Microservices don't make sense [part 2]

Nov 11, 2024

I need to make something very clear. Chances are you interpret this as a mere comparison of microservices vs monoliths. It is not. Comparison only serves as a tool. I know that just by providing such comparison I could be legitimizing a bad idea further. Nevertheless it is necessary to arrive at titular conclusion.

Microservices don’t make sense from an engineering point of view. I postulate this term be frowned upon and ridiculed whenever it is brought up during conversation. Tech companies would be best off if they banned using the term in technical discussions.
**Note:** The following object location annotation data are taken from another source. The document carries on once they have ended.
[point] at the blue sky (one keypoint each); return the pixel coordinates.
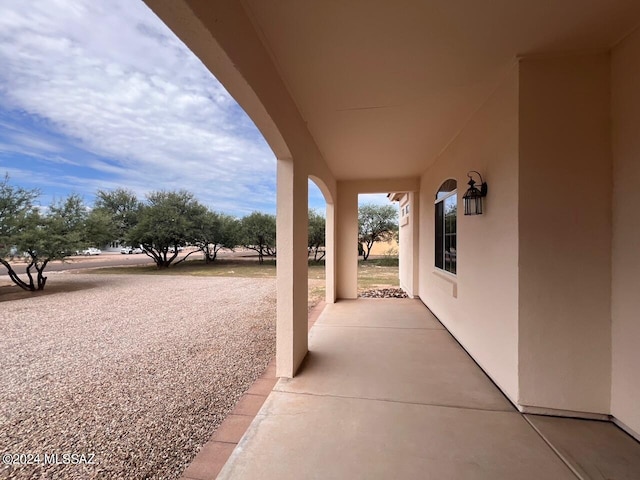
(100, 95)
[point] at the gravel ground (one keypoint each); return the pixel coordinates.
(384, 293)
(137, 370)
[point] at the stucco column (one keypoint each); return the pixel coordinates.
(347, 242)
(292, 283)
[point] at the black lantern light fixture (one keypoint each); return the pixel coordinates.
(473, 197)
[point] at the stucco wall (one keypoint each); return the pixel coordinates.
(625, 391)
(565, 233)
(480, 305)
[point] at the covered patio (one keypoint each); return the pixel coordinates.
(386, 392)
(541, 100)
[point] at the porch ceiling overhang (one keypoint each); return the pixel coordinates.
(383, 86)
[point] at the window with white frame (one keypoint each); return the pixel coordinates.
(446, 208)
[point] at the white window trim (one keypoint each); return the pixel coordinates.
(435, 268)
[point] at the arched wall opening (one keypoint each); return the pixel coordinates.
(321, 242)
(378, 246)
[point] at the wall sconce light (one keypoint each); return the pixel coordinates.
(473, 197)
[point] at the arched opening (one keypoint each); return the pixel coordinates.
(321, 243)
(378, 246)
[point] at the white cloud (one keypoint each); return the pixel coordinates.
(114, 79)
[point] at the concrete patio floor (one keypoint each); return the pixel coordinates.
(386, 392)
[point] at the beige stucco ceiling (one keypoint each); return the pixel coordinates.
(385, 85)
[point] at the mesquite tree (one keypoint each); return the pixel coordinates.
(316, 235)
(376, 223)
(41, 236)
(214, 231)
(167, 221)
(258, 233)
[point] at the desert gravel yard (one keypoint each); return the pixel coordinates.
(137, 370)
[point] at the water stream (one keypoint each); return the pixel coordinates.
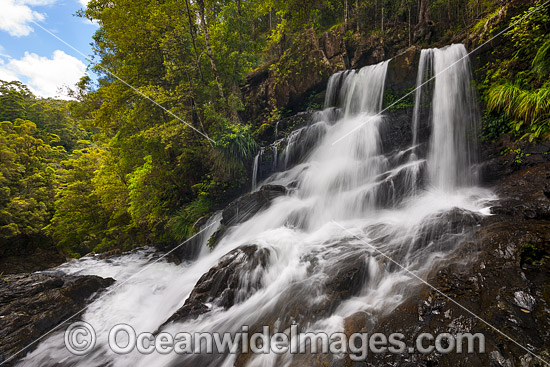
(415, 208)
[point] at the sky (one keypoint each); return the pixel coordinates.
(31, 55)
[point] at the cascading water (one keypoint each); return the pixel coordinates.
(346, 181)
(455, 120)
(255, 167)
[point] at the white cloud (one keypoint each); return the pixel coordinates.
(44, 76)
(15, 16)
(36, 2)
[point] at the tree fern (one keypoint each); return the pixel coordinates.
(525, 107)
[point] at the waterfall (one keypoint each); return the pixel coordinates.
(422, 94)
(454, 117)
(255, 166)
(348, 202)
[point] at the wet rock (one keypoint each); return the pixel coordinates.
(222, 285)
(486, 284)
(524, 300)
(33, 304)
(25, 258)
(402, 69)
(248, 205)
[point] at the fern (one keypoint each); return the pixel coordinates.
(525, 107)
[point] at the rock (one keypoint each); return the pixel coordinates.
(494, 286)
(220, 285)
(26, 258)
(33, 304)
(524, 300)
(403, 68)
(248, 205)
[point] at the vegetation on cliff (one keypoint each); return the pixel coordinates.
(113, 170)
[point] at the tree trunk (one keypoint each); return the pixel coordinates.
(209, 51)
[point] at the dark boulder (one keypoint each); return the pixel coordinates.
(500, 276)
(221, 284)
(248, 205)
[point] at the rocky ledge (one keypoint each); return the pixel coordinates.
(33, 304)
(503, 293)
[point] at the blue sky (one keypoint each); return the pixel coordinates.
(36, 58)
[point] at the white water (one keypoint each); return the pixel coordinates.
(352, 183)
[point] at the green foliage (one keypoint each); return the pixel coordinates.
(518, 87)
(182, 224)
(27, 182)
(494, 126)
(394, 102)
(233, 149)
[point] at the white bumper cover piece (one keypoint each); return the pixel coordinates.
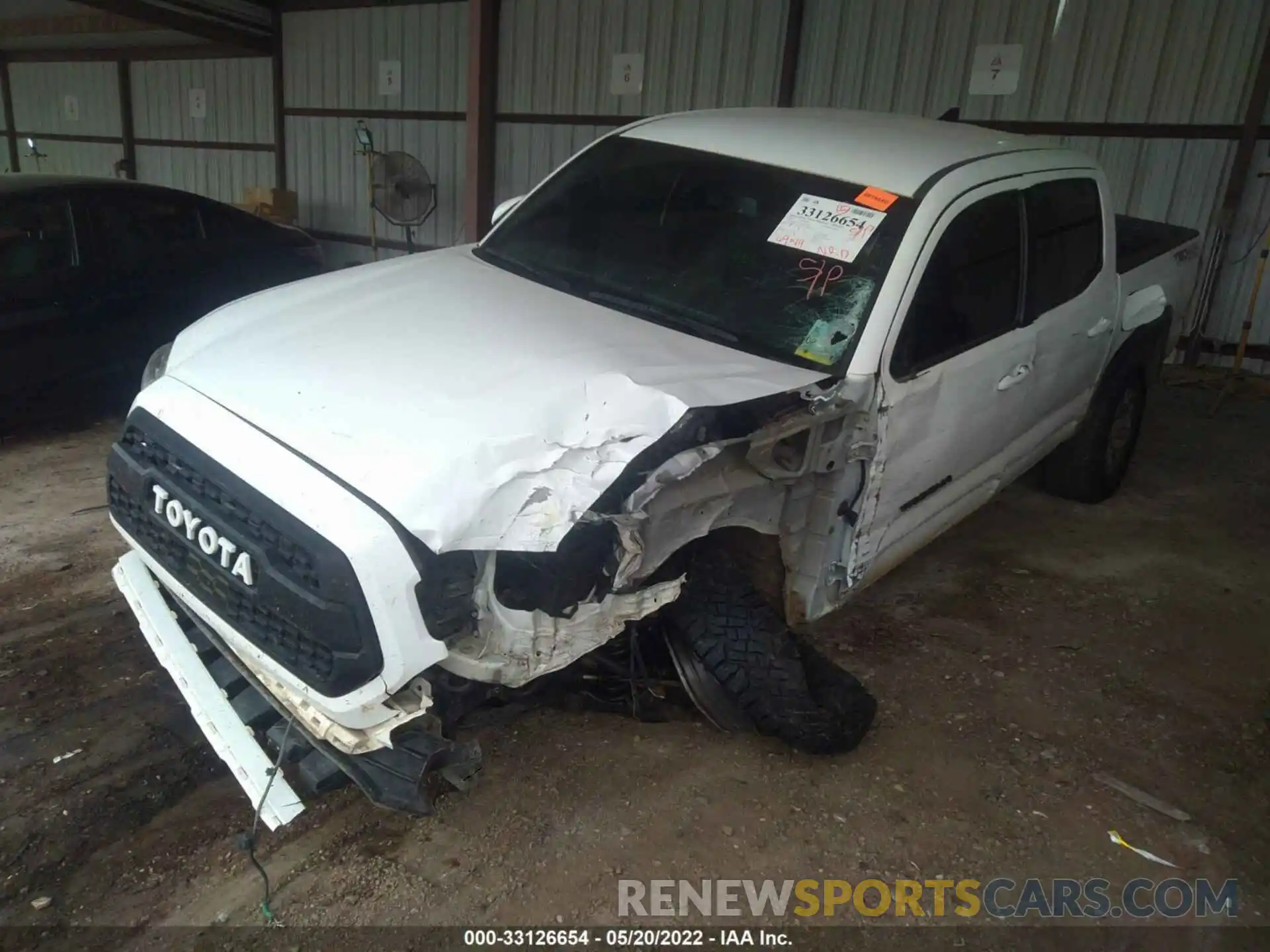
(232, 739)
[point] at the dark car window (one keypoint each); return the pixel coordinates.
(770, 260)
(1064, 241)
(969, 291)
(139, 230)
(36, 239)
(224, 223)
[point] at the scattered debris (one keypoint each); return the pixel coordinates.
(1142, 797)
(1119, 841)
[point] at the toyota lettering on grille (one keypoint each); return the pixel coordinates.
(210, 541)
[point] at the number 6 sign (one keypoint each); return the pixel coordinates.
(628, 77)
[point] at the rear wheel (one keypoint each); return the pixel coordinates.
(747, 668)
(1091, 465)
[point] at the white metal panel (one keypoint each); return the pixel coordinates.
(40, 92)
(239, 99)
(527, 153)
(331, 179)
(1235, 286)
(556, 56)
(331, 58)
(71, 158)
(215, 173)
(1107, 60)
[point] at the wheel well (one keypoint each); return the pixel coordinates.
(1143, 349)
(756, 554)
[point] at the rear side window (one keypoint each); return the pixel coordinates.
(969, 291)
(222, 223)
(36, 239)
(1064, 241)
(139, 230)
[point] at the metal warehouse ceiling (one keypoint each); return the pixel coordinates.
(97, 24)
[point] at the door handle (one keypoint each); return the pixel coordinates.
(1015, 376)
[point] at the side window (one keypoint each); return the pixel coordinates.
(140, 230)
(1064, 241)
(230, 225)
(969, 291)
(36, 239)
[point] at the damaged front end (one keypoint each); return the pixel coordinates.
(774, 483)
(788, 469)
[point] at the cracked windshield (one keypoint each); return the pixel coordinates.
(770, 260)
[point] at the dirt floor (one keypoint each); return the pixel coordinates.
(1037, 644)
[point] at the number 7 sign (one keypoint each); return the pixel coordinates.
(995, 71)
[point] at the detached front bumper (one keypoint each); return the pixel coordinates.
(248, 728)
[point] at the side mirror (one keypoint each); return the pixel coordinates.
(505, 207)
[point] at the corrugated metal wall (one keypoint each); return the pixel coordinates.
(1176, 61)
(1105, 61)
(239, 104)
(332, 61)
(239, 99)
(40, 92)
(1235, 287)
(556, 56)
(332, 58)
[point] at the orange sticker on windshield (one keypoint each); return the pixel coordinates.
(876, 198)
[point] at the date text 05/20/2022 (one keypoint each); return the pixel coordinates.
(625, 938)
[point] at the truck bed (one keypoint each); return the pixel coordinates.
(1138, 240)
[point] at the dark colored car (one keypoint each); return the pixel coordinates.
(97, 273)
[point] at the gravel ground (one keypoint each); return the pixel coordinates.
(1034, 645)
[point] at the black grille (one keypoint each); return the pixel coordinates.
(285, 554)
(305, 608)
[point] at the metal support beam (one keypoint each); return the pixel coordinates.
(482, 103)
(202, 27)
(280, 113)
(130, 139)
(789, 55)
(7, 97)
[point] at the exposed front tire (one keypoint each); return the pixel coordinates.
(781, 686)
(1090, 466)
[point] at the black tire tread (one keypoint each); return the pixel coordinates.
(785, 687)
(1075, 470)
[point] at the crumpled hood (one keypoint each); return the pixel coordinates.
(480, 409)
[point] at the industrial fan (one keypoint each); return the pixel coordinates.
(399, 187)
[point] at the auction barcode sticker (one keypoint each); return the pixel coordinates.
(828, 227)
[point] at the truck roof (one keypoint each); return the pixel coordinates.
(894, 153)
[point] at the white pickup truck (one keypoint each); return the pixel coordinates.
(708, 381)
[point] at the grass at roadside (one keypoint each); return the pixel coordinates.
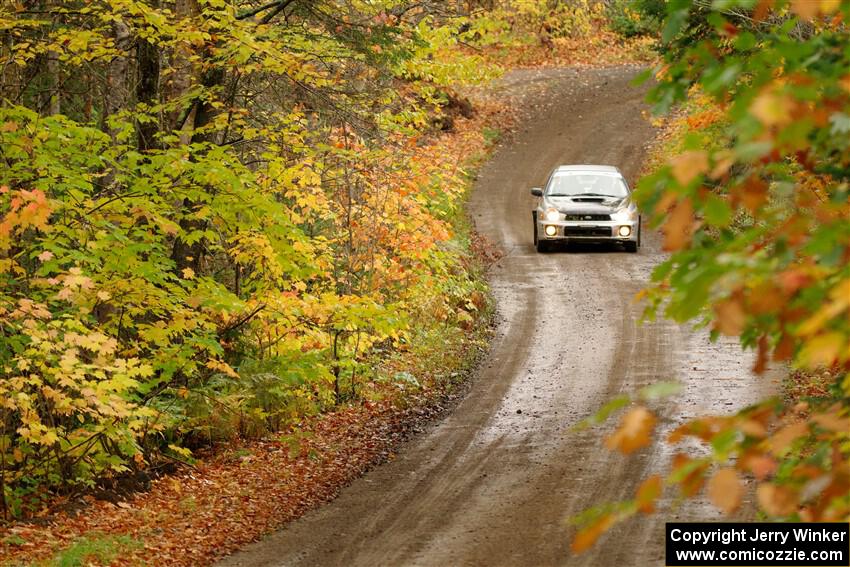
(236, 492)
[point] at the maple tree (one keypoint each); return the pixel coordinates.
(215, 216)
(754, 207)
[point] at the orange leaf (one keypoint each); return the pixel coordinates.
(761, 466)
(725, 490)
(729, 317)
(634, 431)
(771, 108)
(806, 9)
(822, 350)
(647, 493)
(679, 225)
(761, 360)
(776, 500)
(752, 193)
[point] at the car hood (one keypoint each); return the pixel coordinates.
(591, 205)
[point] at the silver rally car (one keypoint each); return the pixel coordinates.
(585, 203)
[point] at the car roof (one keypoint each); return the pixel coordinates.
(589, 168)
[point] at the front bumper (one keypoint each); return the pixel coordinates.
(594, 231)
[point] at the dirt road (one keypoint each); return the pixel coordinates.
(493, 483)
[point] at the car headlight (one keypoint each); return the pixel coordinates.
(624, 215)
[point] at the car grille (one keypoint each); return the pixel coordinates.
(577, 216)
(587, 231)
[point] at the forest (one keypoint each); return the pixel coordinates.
(229, 221)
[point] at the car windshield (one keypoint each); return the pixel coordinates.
(583, 183)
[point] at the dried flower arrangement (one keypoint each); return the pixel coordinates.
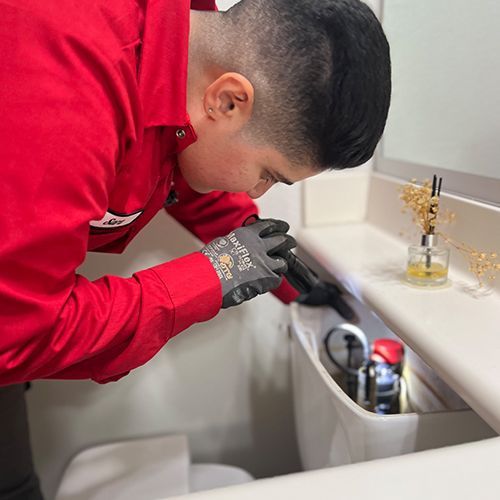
(423, 203)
As an industry we should have never agreed to using a term without strict definition. You cannot disprove that which is not fully defined. Is microservice a service a two-pizza team maintains? Is it anything that is not a monolith? Is it a service that represents operations on one domain object? Or is it an equivalent to a single lambda function? Apologists change these definitions to their liking. This sometimes reaches the level of absurd where, according to certain definitions, a system can be both monolithic and microservice at the same time! I applaud some companies, like Airbnb who purposefully decided not to use this term to describe their distributed architectures and used the well defined term - Service Oriented. I applaud companies like Shopify even more for not giving into the idea in the first place.

For the purpose of this document we will assume the principle of a monolithic style is to collapse the core functionality of a system into a single codebase with a single CI process and as few runtime artifacts as possible with minimal network communication. Microservice style on the other hand will be a highly distributed system attempting to achieve a goal of expressing each atomic business or technical function as an independent unit of code, build and deployment. When we say ‘system’ we mean a business domain, like payments, market, e-commerce, portfolio management or an exchange. We do not mean a bundle of all functions of a business or company or even an org. This way we eliminate a likely strawman from the discourse.

What allowed and will keep allowing bad ideas to thrive is the cyclical nature of software development. People divert the blame for their failures towards bad tools or bad architectures causing a period of undeserved loss of interest in said tools and architectures. For an example of such a cycle with far-reaching consequences, research the term “AI Winter”.

Monolith at a time was also a whipping boy to blame for technical failures. Anything new was better because there was no way to disprove a hypothetical future system. Bad actual monoliths were compared to good hypothetical microservices. The playing field hasn’t been even until now, when some architectural failures or unfulfilled promises became spectacular enough to catch an eye of the court of technical public opinion. Before it was like this:

Good A is better than bad B.

Do you see the problem now that we reduced this argument to an atomic statement? What we should really try to answer is this:

Is good A better than good B?

Is bad A better than bad B?

Shall we find out? What would we consider a good Microservice architecture? I take everything done by the book, perfectly defined service boundaries aligned with domains and subdomains, hygienic APIs, observability, airtight CI/CD pipelines, ephemeral environments and expressive end to end testing framework. A system of dev’s dreams (mine included).

Its counterpart in the monolith world, what would that be? Perfectly defined module boundaries aligned with domains and subdomains, hygienic public methods/functions, observability, yadda, yadda, yadda. To that I would add incremental build, testing and deployment to compensate for the size of the codebase and binaries.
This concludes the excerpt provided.